茶の湯に使われる工芸~金属器 ~ 茶道の知識
茶の湯に使われる工芸~金属器 ~ 茶道の知識
金属器の歴史
金属器は日本でも青銅器がつくられるなど、古くから鉄製品も生産されてきました。
縄文時代は主に石器が使われていましたが、弥生時代になると、金属器が現われるようになります。
金属器は、紀元前3~2世紀頃、中国大陸から日本へ、稲作とほぼ同時に伝わってきました。弥生時代の日本人は金属器を用いた稲作を行なっていましたが、この頃使われていた金属器は青銅器と鉄器といわれています。
弥生時代に稲作が始まると、人々は鉄器で加工して作った木製の鋤・鍬で低湿地を耕しました。その他、鉄の斧、手斧、刀子や武器をつくって使用しており、青銅器としては、宝器・祭器として、銅鐸などがつくられました。
主として金属器は農具や祭祀用具、刀などの武具として使われましたが、やがて古墳時代末期~飛鳥時代に仏教が伝来すると、寺院の鐘や仏具が金属器で生産されるようになり、一部に薬鑵や鍋などの日常的生活用品もつくられました。のちに金や銀、銅、錫などもつくられ、あるいは合金も利用されるようになり、その用途は拡大していきました。
茶の湯に使われる金属器 ~ 茶道の知識
茶道では、主として鉄製の釜や、銅の合金でつくられた花入や建水を金属器として利用しています。合金の花入は当初は中国からの輸入の唐物であったのに対し、鉄製の釜は国産品として発達してきました。
鉄製の茶釜は、もともと朝鮮半島からの渡来人がもたらした技術によるものと考えられています。
最も古い釜は奈良時代にあったことが寺院の記録にあるそうですが、現物は残っておらず定かではありません。 現存する最も古い釜とされるのが、鎌倉時代につくられたもので、梵鐘師や仏具師により製作されたと考えられています。
茶の湯が興隆した室町時代には、芦屋、天命が二大産地として知られています。
芦屋
筑前国(現在の福岡県)の遠賀川河口の芦屋津でつくられた釜。優れた文様が施されたものが多い。
天命
天明とも書く。下野国(現在の栃木県)、佐野庄天命でつくられた釜。鎌倉時代からつくられていたとされ、素朴な地肌が特徴。文様のないものが多い。

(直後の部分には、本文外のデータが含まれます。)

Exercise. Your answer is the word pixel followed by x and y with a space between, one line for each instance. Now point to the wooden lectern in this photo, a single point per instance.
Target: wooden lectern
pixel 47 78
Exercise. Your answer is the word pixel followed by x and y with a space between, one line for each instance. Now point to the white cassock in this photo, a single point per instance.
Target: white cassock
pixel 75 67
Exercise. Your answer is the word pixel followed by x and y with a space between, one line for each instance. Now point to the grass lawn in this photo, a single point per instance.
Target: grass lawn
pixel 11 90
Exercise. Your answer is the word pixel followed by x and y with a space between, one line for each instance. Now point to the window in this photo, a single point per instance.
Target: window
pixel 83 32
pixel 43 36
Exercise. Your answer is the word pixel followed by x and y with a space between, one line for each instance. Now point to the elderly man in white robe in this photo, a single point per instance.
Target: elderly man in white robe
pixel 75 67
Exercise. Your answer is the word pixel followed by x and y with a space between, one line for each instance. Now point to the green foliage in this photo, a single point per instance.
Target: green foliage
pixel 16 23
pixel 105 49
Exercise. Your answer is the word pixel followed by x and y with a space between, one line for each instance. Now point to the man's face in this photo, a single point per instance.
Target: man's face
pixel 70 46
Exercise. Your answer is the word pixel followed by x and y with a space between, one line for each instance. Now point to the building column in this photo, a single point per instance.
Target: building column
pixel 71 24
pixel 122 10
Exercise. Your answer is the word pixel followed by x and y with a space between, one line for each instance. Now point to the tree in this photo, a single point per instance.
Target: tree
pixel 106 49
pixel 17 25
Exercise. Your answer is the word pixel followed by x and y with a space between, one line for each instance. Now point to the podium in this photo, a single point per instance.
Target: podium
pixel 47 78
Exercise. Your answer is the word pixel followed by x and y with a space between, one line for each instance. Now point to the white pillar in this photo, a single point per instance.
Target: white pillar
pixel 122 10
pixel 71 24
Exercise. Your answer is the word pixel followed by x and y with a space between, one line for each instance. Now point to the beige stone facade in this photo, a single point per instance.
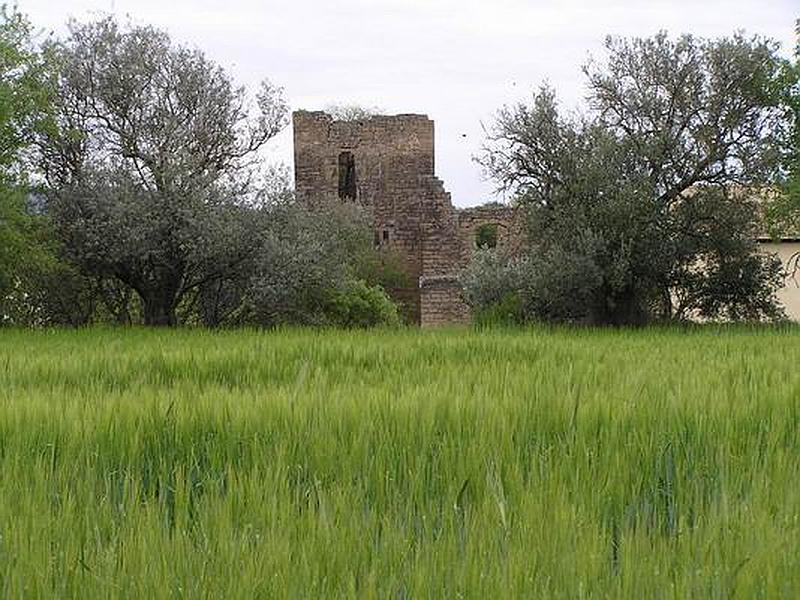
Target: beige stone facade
pixel 386 164
pixel 789 295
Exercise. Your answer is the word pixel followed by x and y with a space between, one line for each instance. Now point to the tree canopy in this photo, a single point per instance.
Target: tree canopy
pixel 646 206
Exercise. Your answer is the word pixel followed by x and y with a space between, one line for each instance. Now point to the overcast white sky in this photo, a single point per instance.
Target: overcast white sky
pixel 454 60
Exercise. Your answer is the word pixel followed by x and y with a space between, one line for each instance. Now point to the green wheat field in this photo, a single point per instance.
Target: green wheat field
pixel 564 463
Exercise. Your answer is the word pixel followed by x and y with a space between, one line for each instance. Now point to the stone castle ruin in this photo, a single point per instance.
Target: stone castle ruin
pixel 386 165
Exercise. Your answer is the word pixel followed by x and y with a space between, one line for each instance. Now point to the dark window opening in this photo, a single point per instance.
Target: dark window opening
pixel 486 236
pixel 347 176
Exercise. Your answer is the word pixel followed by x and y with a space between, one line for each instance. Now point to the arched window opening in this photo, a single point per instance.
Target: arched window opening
pixel 486 236
pixel 347 176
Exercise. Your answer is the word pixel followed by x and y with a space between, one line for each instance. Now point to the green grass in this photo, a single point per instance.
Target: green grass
pixel 405 464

桃山時代に入ると、京都の京釜が盛んにつくられ、芦屋・天命は衰退していきました。
京都の三条釜座では多くの釜師が軒を重ね、中でも名越家、大西家が有名でした。
江戸時代では、江戸のほか、金沢小田原、伊勢、堺などでも釜が製作されました。
合金の技術が発展すると、花入も唐物だけでなく、日本でつくられたものが用いられるようになりました。
主な金属加工の技法 ~ 茶道の知識
鋳金…金属を熔解し、土や石の型に流し、冷却して表面を仕上げる。鋳造、鋳物ともいう。
彫金…金属の表面に鏨で紋様を彫り、あるいは透かす。その部分へ他の金属を嵌め込むこともある。
塗金…金属の表面に金を塗る。 鍛金 金槌や石鎚で打ちのばし、薄い板金をつくり、その裏から打って、鍋や花瓶などをつくる。